Grove looked to the second quarter of 2023 to find out when Minnesota will fully return to pre-pandemic employment levels. It takes about 35,000 more people to reach that level. Minnesota has historically low unemployment rates, with Mankato leading the nation with a rate of 1.3% this fall.
Minnesota has long touted its major concentration of Fortune 500 companies in the Twin Cities — from Target to Best Buy to General Mills and UnitedHealth Group. But in Minneapolis and St. Paul, downtown office towers are grappling with vacancies as the work-from-home lifestyle is now the norm with many employers.

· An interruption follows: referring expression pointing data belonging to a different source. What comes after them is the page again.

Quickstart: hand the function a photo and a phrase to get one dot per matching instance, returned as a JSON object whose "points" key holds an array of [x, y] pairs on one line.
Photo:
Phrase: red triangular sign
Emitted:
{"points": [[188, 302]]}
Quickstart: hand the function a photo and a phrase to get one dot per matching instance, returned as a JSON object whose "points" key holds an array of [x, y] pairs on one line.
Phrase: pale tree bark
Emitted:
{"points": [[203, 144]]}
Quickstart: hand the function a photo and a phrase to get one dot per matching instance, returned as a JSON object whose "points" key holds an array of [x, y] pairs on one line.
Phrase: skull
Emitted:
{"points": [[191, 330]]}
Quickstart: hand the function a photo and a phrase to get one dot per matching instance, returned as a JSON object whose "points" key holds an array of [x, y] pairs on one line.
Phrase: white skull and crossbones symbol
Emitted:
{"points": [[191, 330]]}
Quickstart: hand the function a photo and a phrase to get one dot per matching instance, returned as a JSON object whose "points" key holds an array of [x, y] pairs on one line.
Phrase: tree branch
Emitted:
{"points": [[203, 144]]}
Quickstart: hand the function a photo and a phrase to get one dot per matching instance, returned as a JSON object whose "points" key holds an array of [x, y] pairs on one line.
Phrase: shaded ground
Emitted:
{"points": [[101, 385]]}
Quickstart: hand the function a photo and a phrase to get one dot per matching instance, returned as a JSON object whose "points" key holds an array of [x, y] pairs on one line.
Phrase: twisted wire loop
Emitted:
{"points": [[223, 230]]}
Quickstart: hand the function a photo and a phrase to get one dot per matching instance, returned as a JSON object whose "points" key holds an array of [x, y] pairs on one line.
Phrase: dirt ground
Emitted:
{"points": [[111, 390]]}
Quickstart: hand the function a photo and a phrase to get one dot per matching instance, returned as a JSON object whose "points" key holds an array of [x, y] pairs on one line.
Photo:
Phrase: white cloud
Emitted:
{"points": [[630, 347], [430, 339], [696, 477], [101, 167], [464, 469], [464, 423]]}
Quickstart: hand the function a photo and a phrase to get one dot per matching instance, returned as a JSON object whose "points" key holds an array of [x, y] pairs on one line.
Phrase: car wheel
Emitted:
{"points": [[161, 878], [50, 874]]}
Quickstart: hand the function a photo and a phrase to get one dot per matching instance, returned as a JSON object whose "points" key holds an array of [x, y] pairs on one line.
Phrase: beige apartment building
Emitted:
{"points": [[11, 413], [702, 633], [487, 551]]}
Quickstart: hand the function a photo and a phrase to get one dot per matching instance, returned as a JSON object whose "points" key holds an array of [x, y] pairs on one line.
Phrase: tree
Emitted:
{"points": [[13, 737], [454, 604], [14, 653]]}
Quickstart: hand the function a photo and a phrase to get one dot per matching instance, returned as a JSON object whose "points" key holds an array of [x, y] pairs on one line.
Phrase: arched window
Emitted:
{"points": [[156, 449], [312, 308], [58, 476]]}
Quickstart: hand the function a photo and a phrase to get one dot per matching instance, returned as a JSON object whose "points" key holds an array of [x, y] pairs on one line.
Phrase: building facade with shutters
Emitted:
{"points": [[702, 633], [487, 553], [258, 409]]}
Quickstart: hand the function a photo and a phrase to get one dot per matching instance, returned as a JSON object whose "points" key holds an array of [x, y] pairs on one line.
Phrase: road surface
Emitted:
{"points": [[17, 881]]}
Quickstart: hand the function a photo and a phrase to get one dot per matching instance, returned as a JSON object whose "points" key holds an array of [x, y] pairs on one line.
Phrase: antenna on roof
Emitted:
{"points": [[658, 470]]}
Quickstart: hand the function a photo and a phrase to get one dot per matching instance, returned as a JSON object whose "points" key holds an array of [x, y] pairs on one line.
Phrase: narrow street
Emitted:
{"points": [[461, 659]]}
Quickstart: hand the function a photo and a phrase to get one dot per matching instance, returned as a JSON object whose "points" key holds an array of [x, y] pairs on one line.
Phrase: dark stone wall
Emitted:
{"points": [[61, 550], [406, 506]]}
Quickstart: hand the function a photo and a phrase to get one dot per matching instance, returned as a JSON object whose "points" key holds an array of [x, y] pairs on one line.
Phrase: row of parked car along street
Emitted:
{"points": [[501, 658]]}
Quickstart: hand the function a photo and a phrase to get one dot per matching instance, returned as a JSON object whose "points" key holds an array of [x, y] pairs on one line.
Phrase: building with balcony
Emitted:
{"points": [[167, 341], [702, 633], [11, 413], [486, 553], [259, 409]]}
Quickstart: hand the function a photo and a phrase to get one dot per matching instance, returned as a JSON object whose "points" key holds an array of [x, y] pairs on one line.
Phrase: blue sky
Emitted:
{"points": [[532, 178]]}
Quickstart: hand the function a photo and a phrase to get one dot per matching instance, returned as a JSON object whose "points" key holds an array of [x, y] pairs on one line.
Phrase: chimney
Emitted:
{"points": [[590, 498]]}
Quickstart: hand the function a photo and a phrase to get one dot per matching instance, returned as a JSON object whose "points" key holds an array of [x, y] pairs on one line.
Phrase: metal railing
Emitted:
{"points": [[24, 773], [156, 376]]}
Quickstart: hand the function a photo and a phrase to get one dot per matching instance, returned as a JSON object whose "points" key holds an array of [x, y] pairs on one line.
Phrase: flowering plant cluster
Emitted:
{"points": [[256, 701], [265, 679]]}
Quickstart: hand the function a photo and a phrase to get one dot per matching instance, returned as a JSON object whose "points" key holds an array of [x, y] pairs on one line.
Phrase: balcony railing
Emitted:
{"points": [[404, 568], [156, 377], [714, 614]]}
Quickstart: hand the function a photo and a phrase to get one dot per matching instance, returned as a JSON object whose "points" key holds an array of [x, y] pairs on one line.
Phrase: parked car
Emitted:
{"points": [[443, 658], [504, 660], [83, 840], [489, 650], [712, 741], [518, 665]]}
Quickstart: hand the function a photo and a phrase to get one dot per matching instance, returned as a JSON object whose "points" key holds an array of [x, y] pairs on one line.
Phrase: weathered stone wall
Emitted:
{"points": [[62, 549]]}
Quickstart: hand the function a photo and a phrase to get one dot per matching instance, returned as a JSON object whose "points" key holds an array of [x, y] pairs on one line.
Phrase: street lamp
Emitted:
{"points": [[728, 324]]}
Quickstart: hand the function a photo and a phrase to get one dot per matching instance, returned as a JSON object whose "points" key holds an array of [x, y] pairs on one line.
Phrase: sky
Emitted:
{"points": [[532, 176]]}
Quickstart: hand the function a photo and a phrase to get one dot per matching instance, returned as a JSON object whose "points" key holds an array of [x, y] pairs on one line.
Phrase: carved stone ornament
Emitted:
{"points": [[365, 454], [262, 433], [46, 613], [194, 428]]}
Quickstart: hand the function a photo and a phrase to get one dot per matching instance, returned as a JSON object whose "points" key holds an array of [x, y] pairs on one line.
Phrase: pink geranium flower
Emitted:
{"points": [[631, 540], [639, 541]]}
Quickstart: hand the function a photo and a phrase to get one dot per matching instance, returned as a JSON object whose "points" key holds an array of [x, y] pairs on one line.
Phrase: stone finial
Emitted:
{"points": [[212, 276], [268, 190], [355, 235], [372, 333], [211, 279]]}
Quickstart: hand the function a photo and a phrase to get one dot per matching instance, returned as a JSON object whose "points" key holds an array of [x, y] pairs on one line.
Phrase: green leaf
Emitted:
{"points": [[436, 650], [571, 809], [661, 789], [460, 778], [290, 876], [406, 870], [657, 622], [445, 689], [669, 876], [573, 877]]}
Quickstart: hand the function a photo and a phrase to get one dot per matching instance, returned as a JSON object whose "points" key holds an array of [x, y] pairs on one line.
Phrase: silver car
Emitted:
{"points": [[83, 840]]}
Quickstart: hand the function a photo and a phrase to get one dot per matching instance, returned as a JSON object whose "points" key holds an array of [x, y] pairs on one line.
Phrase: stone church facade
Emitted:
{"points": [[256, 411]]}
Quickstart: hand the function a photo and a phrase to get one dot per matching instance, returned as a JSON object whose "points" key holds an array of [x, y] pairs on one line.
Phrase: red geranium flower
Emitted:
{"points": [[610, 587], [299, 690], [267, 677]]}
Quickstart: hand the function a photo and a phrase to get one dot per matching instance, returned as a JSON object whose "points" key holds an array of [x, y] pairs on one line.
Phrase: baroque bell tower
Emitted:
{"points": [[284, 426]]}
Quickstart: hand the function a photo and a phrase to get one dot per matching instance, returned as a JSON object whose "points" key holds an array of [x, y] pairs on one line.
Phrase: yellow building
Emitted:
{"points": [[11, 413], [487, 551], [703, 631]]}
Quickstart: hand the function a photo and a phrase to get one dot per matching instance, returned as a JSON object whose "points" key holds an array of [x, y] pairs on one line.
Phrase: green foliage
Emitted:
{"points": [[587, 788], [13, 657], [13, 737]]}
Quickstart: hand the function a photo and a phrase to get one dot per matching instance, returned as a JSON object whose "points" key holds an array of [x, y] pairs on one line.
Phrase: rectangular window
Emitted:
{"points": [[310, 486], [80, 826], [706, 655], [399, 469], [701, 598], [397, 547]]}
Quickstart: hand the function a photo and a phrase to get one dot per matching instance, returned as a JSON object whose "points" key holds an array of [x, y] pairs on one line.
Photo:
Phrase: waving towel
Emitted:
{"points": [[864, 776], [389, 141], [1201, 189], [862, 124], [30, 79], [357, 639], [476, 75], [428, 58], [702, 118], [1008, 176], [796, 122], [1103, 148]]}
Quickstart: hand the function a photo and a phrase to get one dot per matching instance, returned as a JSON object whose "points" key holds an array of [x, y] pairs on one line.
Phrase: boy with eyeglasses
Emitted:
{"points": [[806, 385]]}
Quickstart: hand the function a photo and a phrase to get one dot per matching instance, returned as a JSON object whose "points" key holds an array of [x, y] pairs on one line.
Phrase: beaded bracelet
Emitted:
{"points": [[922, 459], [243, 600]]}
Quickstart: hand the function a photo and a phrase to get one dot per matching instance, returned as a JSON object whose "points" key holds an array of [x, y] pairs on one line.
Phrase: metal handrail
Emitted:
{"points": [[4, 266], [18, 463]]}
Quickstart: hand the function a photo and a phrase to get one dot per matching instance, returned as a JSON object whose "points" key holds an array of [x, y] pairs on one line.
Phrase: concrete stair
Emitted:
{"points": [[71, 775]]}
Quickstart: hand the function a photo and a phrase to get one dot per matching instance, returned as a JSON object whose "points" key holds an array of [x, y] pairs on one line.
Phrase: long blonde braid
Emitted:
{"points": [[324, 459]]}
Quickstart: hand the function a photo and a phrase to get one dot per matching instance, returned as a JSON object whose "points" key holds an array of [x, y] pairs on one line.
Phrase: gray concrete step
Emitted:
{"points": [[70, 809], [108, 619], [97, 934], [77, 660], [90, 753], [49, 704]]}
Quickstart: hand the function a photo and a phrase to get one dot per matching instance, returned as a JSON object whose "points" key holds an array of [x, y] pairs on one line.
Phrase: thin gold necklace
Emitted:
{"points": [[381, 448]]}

“I think about this realignment of a large urban area,” Walz said. “When 30,000 Target employees are no longer downtown, what about the dry cleaners? What about the bars and pubs?”
The Minnesota formula, Walz and Grove said, remains tested and proven: Attract talent with the state’s highly skilled labor pool and high-quality infrastructure backed by high taxes. The state workforce is the third most educated in the country (49% of adults have a post-secondary degree).
Yet Minnesota’s recipe for education and infrastructure may no longer suffice in an environment characterized by aggressive competition for workers (and employers) across states.
“We’re in the realm of states that have natural assets,” Grove said, noting that states like Georgia and Alabama have spent billions on business incentives. “If we stay here, you’re going to get passed pretty quickly.”
One concern Walz won’t have over the next few months will be Republicans in St. Paul. For the first time in nearly a decade, Democrats will have control of the Legislative Assembly and the governor’s office, which means party priorities – driver’s licenses for undocumented immigrants to pursue an incentive program for low-carbon cars — might be politically more tenable.
And while he avoided interstate grudge matches beyond friendly football reprimandthe governor – who himself came from one of these western states (Nebraska) decades ago to teach – has dug his way into the collective DNA enough to understand that emboldening a Minnesotan is often more effective through flattery than through fault-finding.
“It’s fact-based, but there’s a bit of Minnesota exceptionalism about it that we don’t have to go that far,” Walz said, speaking about what he called a form of outdated thinking. “‘People will come here because we’re Minnesota. We’re not Sioux Falls or anywhere else.’ As you see now, that’s not quite true.”
As other states spend more on economic development, the governor said Minnesota can no longer afford to go above and beyond. Although he hasn’t sketched out a poster campaign featuring loons and a lighthouse, he’s eager to get in on the fray.
“I’m asking our team to be bold,” Walz said.